Book #12: L’arte della Gioia


-“Sai, vorrei comprare un libro di cui tutti parlano, ma non riesco a capire di  che cosa si tratti esattamente.”

– “Uhm, come si intitola?”
-“L’Arte della Gioia”
-“Uhm, questi minestroni banali sulla gioia e la positività mi danno la nausea…”
Dialogo tra me e una collega cinica

L’arte della Gioia non è un romanzo per tutti. Ne sentii parlare qualche tempo fa, ma di questa opera sapevo per certo solo che era di stampo femminista, nient’altro. Eppure la copertina mi attirava così tanto! Quello sfondo completamente bianco, la figura di una donna sdraiata, il titolo scritto in fucsia che contrasta con la sobrietà del resto. Ora posso dire che la copertina è la rappresentazione visiva dell’opera di Goliarda: il coraggio e l’audacia dei temi trattati cozza con la sua dolce ed evocativa prosa dei sensi.  È un libro che non si può odiare o abbandonare del tutto; per quanto si provi a sfuggirgli, ritorna ad esercitare un forte ascendente su di noi, seducendoci maliziosamente dallo scaffale.
Non nascondo che all’inizio però l’ho odiato e come. Per me era un concentrato d’odio e di immoralità, di azioni e pensieri spregevoli di una donna, anzi peggio, di una bambina, che scopre il sesso e l’ambizione troppo presto. Modesta (questo il nome paradossale della protagonista) è un essere vorace, una Superdonna che impariamo a conoscere pagina dopo pagina: bambina povera e abusata, grazie all’ingegno e all’inganno riesce in una scalata sociale impensabile per una donna nata nella Sicilia del primo Novecento. Modesta utilizza ogni mezzo in proprio possesso per ottenere ciò a cui aspira, non disdegnando neppure l’idea di uccidere. Un personaggio malefico e immorale, dai tratti quasi demoniaci. Eppure ancora non la odio. E’ come se dalla prima parte alla quarta Modesta subisca un processo d’espiazione dei suoi peccati: anche lei subisce il dolore della perdita, conosce la paura, la malattia. Con lo scorrere dei capitoli, Modesta assume sembianze umane che contribuiscono a renderla un’intramontabile eroina femminile.
Il romanzo, come la vita di Modesta e Goliarda, ha un destino travagliato: rifiutato più e più volte dagli editori italiani, ottiene il riconoscimento che gli spetta grazie all’edizione francese e tedesca. Del resto non c’è da stupirsi: troppo difficile per l’editoria italiana degli anni ’70 accettare la pubblicazione di romanzi con tematiche spinose come l’aborto, la disabilità, l’omosessualità e la promiscuità sessuale femminile, l’emancipazione e il comunismo. L’Arte della Gioia non è un libro banale.
La seconda protagonista al fianco di Modesta è l’Italia del secolo scorso, in particolare la Sicilia, con i suoi paesaggi aspri ma che sanno di casa, la Sicilia della questione meridionale e del dopoguerra… La mia collega si sbagliava. Se si riescono a digerire i primi capitoli, come della rosa si sopportano le spine, vi si aprirà un romanzo di rara bellezza, tenendo sempre ben in mente una cosa: è il leggere e il conoscere punti di vista diversi dai nostri che aiutano ad aprire la mente. Dubitate dei libri che non vi sconvolgono.

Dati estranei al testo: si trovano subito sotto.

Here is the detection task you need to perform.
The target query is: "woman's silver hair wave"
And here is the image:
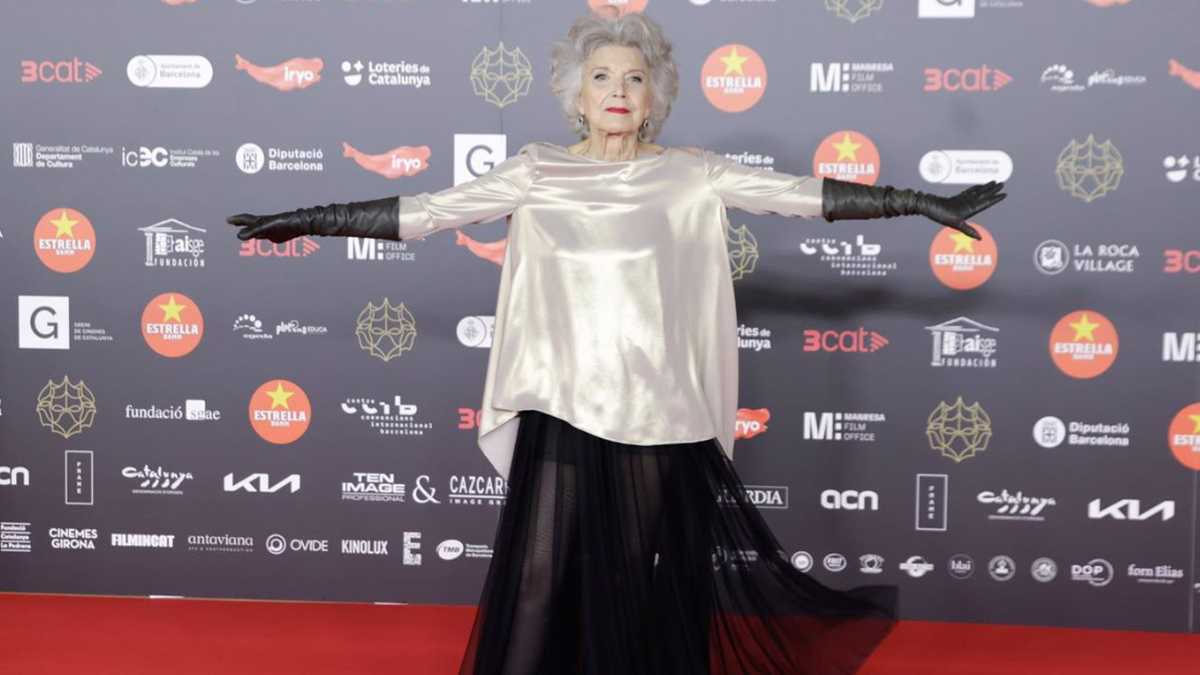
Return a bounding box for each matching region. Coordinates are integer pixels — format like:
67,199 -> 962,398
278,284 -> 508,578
548,8 -> 680,143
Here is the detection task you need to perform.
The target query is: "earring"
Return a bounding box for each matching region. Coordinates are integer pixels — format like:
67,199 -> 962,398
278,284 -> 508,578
577,114 -> 585,126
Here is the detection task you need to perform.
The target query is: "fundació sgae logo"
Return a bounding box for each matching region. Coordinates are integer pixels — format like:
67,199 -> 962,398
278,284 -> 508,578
249,379 -> 311,444
1168,403 -> 1200,471
1049,310 -> 1118,378
701,44 -> 767,113
34,208 -> 96,273
588,0 -> 647,14
929,223 -> 997,290
813,131 -> 880,185
141,292 -> 204,357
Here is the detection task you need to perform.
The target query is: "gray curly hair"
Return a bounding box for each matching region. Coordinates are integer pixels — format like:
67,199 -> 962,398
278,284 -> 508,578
549,8 -> 680,143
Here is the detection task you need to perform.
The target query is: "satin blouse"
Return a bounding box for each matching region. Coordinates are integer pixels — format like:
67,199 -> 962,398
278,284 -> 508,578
397,141 -> 825,480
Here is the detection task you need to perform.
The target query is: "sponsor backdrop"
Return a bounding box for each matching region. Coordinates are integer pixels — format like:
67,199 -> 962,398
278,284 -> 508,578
1,0 -> 1198,634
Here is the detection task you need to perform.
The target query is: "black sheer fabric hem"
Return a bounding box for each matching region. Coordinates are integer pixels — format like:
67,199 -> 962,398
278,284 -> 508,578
458,410 -> 898,675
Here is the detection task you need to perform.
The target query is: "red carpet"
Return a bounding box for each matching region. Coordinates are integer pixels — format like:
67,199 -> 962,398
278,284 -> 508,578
1,593 -> 1198,674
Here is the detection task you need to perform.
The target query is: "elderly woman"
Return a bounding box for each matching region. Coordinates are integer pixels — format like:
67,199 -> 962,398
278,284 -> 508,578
228,10 -> 1004,675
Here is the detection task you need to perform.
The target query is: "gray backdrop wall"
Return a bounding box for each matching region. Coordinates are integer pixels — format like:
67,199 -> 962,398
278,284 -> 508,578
2,0 -> 1199,635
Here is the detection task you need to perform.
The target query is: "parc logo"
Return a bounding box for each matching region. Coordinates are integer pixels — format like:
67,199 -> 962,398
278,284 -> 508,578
929,223 -> 997,290
735,408 -> 770,440
21,58 -> 102,83
34,208 -> 96,273
235,54 -> 322,91
701,44 -> 767,113
141,293 -> 204,358
1049,310 -> 1119,379
343,142 -> 430,179
802,328 -> 889,353
248,379 -> 311,444
813,130 -> 879,185
924,65 -> 1012,92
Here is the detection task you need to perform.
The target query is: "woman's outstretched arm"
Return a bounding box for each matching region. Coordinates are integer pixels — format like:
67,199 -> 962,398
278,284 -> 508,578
226,144 -> 538,243
703,148 -> 1005,240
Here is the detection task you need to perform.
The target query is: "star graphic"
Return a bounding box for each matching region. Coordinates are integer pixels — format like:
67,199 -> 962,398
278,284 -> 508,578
950,232 -> 976,253
720,46 -> 750,76
51,210 -> 79,238
266,382 -> 294,410
1069,313 -> 1101,342
832,133 -> 862,162
1189,413 -> 1200,434
158,295 -> 187,323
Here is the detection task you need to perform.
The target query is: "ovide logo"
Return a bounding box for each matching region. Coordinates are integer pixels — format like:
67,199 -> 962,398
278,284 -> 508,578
802,328 -> 889,353
813,131 -> 880,185
924,65 -> 1012,92
701,44 -> 767,113
1049,310 -> 1118,379
929,223 -> 997,290
249,379 -> 311,444
1164,249 -> 1200,274
343,142 -> 430,179
735,408 -> 770,440
34,208 -> 96,273
21,58 -> 102,83
234,54 -> 322,91
141,293 -> 204,358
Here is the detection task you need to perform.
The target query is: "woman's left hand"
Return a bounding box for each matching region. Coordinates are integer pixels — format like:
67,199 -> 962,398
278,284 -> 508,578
920,181 -> 1007,240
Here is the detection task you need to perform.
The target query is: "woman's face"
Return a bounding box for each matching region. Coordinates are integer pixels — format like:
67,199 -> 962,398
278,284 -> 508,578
578,44 -> 652,139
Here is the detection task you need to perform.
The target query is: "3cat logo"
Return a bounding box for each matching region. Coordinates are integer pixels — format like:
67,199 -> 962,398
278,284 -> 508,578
1164,249 -> 1200,274
735,408 -> 770,440
701,45 -> 767,113
1168,403 -> 1200,471
813,131 -> 880,185
234,54 -> 322,91
37,376 -> 97,439
141,293 -> 203,358
343,142 -> 430,179
588,0 -> 647,14
1049,310 -> 1118,379
924,65 -> 1012,92
21,58 -> 102,83
930,223 -> 996,290
34,208 -> 96,273
802,328 -> 888,353
249,379 -> 311,444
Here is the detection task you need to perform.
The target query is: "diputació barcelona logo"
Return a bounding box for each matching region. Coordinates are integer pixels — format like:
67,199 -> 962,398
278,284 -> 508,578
34,208 -> 96,273
1049,310 -> 1118,379
249,379 -> 311,444
141,292 -> 203,357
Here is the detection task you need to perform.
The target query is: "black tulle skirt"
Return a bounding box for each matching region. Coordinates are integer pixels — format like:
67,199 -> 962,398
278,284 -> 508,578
457,410 -> 898,675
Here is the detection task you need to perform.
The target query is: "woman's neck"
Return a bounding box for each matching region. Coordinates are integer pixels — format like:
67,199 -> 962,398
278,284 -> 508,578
572,131 -> 644,161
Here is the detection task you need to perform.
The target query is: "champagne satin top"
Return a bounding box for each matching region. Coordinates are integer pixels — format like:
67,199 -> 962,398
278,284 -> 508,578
398,141 -> 825,480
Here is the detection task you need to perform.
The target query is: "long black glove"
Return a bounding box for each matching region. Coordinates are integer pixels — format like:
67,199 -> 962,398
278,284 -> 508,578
226,196 -> 401,243
821,178 -> 1006,240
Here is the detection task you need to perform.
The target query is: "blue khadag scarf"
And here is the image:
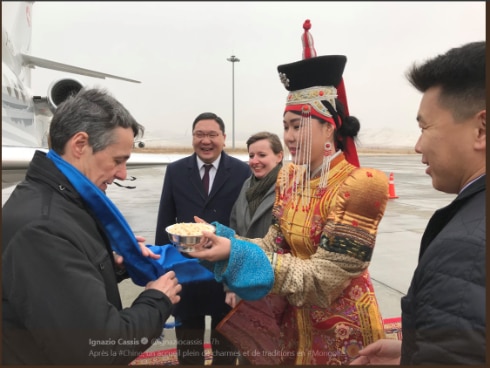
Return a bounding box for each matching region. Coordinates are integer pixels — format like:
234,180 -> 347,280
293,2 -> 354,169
46,150 -> 214,287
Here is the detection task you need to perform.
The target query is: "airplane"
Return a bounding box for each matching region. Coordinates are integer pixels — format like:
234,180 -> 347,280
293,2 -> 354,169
2,1 -> 178,189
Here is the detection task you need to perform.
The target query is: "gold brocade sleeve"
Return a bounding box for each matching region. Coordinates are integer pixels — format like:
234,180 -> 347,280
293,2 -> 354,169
271,168 -> 389,307
235,223 -> 283,253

5 pensieri riguardo “Book #12: L’arte della Gioia

  1. “Dubitate dei libri che non vi sconvolgono.” Bella conclusione. Non ho ancora letto “L’arte della gioia” ma l’ho regalato a una persona che l’ha apprezzato moltissimo. Ho letto altri libri di Goliarda Sapienza, fra cui il bellissimo ”L’università di Rebibbia”. Ciao Kate.